I have the advantage of knowing what’s coming in just a few weeks, or a month or two. Everyone will be in Tier 4, and we’ll see a blooming of gameplay that’s going to be pretty damn exciting. Just because I know it’s going to be great, though, doesn’t mean Jon or anyone else suddenly has to say “Hey! I just realized! I like grinding!”. Nope. Some game developer is going to realize (SWG and UO already kind of did it) that levels and grinding are not requirements for fun. Mythic made the curve pretty darn light, but the fact that players are still feeling a “mid level slowdown” signals to me that players would be receptive to a game that maybe lets everyone into the endgame at the start of the game. Look at what Eve is doing…there are lessons to be learned for level-based fantasy MMO’s there.
Holy &%$*. I warned you this might be long. Let’s move on to the second reason that I’m having fun in WAR, where some other people might not be feeling the love.

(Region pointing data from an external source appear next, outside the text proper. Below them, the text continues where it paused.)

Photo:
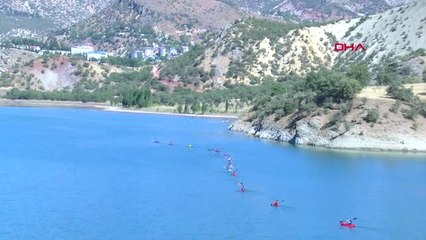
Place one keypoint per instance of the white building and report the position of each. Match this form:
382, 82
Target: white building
163, 51
149, 52
98, 55
82, 50
185, 49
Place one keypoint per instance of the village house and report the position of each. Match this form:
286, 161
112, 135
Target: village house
81, 50
97, 55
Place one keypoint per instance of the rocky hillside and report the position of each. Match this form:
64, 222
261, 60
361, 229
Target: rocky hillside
316, 10
254, 49
169, 16
25, 70
391, 131
61, 13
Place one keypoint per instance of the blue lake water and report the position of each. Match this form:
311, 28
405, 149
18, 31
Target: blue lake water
84, 174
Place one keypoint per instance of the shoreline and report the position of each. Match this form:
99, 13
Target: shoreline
103, 107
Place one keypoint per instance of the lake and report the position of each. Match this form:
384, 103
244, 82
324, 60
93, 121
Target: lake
84, 174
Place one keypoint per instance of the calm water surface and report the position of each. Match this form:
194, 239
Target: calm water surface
83, 174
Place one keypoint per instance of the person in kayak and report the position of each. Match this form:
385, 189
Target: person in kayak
275, 203
348, 221
231, 169
243, 188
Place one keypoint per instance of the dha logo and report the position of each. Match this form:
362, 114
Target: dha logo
342, 47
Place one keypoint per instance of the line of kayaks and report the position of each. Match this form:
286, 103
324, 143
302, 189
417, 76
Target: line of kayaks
347, 224
276, 203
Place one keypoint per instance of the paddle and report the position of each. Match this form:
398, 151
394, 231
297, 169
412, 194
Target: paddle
272, 204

I had six months in the beta. I knew what game elements were going to be available. I knew there was no housing, limited crafting. I suspected the auction house wasn’t going to be a priority. There was no letdown for me at launch. I was also lucky enough to play quite a bit at the end game during beta, and I know what’s waiting for me when I’m done with my PvE climb. I know that what feels like a grind for other players will actually be fairly brief compared to the amount of time I’m going to have fun in WAR. That doesn’t mean other people have to like the grind; see point number one. Still, I knew what I was getting into, so there was no letdown.

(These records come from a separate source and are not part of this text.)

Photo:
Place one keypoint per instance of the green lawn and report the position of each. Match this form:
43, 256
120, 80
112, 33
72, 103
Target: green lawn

The third reason I’m having a blast in WAR, which Jon acknowledged, is because of the Casualties of WAR. Some of Jon’s biggest complaints were feeling like he couldn’t participate in Public Quests or open RvR because he didn’t have a group of dedicated people around him. Given the fact that he was playing at non-peak times, I can understand how he felt that way. He was saying that the CoWs have a big advantage, having so many people committed to to playing together, and playing a lot. I’d like to slightly disagree with him there…we really are a casual guild, and I’m only on a couple times a week, there’s absolutely no compulsion to play; it’s less pressure than a WoW raid guild for sure, and less than what seems to be required of serious Eve 0.0 corp. But, he’s right that always having someone around, even if it’s just someone to chat with, makes the game feel less lonely.

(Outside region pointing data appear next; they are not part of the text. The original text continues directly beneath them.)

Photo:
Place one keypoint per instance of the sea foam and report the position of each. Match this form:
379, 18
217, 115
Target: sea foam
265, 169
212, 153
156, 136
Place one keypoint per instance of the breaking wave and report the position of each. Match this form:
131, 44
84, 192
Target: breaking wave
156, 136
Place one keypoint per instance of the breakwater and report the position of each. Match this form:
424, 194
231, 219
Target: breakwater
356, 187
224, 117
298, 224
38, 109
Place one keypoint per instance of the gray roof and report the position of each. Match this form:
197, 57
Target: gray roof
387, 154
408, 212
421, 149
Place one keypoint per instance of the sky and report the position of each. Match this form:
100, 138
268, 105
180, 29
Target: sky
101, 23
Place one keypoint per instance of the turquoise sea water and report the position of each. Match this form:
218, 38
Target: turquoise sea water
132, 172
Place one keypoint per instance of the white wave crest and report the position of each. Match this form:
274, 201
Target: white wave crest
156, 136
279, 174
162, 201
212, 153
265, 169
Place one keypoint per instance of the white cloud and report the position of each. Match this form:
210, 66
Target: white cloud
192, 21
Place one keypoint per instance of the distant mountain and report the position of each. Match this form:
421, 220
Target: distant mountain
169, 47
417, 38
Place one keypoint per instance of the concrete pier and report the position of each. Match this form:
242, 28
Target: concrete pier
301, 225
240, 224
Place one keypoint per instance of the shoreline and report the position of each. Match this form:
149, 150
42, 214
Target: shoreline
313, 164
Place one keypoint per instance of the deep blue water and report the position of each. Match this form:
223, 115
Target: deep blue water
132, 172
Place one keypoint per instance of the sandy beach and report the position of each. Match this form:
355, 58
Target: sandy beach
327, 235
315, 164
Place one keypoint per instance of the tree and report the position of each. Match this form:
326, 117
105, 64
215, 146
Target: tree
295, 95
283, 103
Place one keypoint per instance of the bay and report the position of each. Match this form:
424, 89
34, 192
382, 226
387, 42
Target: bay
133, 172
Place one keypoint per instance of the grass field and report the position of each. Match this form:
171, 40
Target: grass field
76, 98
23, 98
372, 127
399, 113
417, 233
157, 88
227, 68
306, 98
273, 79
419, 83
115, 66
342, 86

Jon, if you see this, I’m curious; are you playing in EU time on a US server? Why not hook up with the Book of Grudges folks, and play on EU time? (that was point number four from above, if you’re keeping track).
I’m out of gas…I have a lot more to say, but I’ll try to get it out in smaller chunks over the next couple weeks. I have a raid starting in a few minutes, I have to get online. Check out Van Hemlock’s site, or the Virginworlds site, and look for podcast #22. It’s good WAR talk, and damn it, they’re getting me interested in A Tale in the Desert, too. I can’t afford another MMO!